The Supreme Court, on the last day of its current session, struck two blows for religious liberty. The first case involved a dispute between the Trinity Lutheran Church and the state of Missouri. The other involves a Colorado bakery called Masterpiece Cakeshop that refused to bake a cake for a same-sex couple’s wedding based on religious objections.

Public funding for churches and religious schools

The Missouri case involved the Trinity Lutheran Church located in Columbia, Missouri which operated a preschool and a playground. The church applied for a state grant in 2012 to renovate the playground using rubber from discarded tires to make the area safer for children.

The state, citing a law that prohibited aid to churches and religious institutions, turned down the application.

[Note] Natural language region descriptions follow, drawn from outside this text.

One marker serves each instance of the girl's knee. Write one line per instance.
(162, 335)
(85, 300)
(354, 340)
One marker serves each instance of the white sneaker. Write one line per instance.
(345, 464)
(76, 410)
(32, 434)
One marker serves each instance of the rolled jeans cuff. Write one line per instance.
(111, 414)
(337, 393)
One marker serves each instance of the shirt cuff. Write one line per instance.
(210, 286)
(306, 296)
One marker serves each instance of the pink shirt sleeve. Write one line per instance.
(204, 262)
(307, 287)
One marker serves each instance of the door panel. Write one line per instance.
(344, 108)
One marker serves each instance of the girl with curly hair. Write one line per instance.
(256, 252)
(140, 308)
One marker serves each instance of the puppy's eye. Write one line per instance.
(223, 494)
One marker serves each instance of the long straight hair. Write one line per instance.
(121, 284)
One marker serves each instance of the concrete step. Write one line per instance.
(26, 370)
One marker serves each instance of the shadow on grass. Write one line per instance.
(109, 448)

Trinity Lutheran went to court claiming that its constitutional rights were being violated on the basis of it being a religious establishment. The Supreme Court agreed in a 7 to 2 ruling with an opinion written by Chief Justice John Roberts that stated, in part, that, “But the exclusion of Trinity Lutheran from a public benefit for which it is otherwise qualified, solely because it is a church, is odious to our Constitution all the same, and cannot stand.”

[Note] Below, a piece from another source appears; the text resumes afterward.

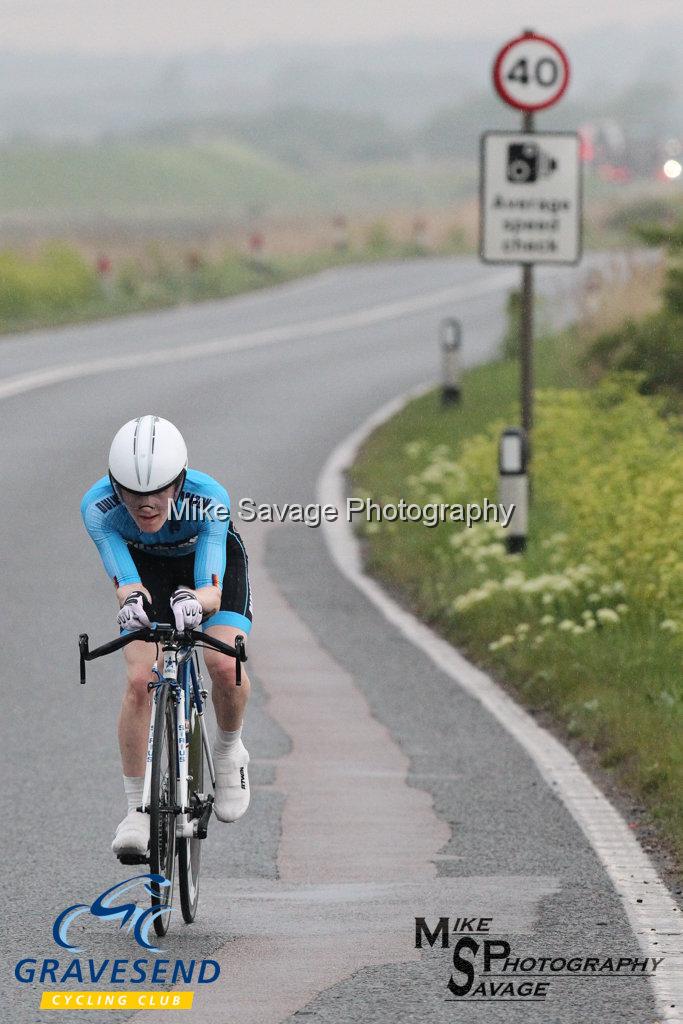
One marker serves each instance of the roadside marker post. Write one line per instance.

The decision has implications beyond the narrow matter of a few scraped knees. The ruling will make it easier to allow school vouchers to be provided to parochial and other religious schools and not prohibited based on the concept of a separation of church and state.

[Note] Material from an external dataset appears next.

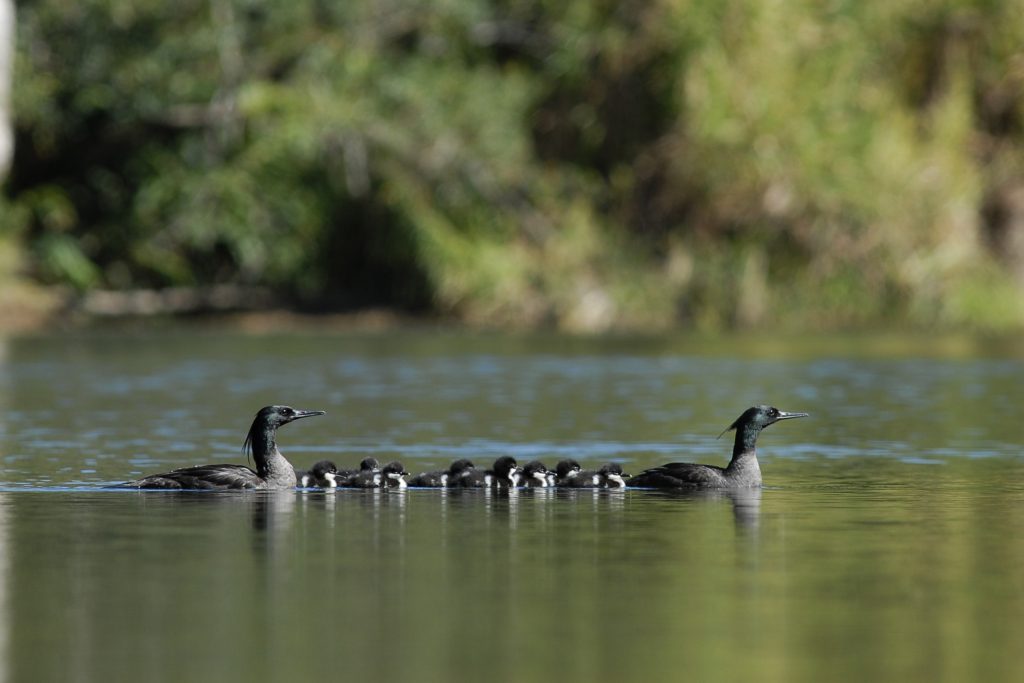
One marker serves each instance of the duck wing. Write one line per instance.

Religious conscience vs. the right to same-sex marriage

The court also agreed to hear a case involving Masterpiece Cakeshop that ran afoul of Colorado’s anti-discrimination law that includes gay people as a protected class. In 2012, when same-sex marriage was still illegal in Colorado, a gay couple flew to Massachusetts to hold the ceremony but then conducted a reception in Colorado.

Jack Phillips, the owner of the bakery, declined to bake and decorate a cake based on his religious objections to same-sex marriage. The gay couple filed a complaint under Colorado’s anti-discrimination laws.

The matter is similar to ones that have beset a number of bakeries, caterers, and florists across the United States that pitted the right to same-sex marriage, which the court has already affirmed, against the right to religious conscience.

Should a businessperson be forced to provide a good or service that violates his or her religious beliefs? The court is going to have to sort that matter out.

While the Supreme Court has agreed to hear the matter, by no means is it certain that it will rule in favor of the bakery. Only four justices are necessary to provide a cert, an action that transfers a legal matter from a state court system to the Supreme Court. Arguments are likely to be heard after the new session begins in the fall.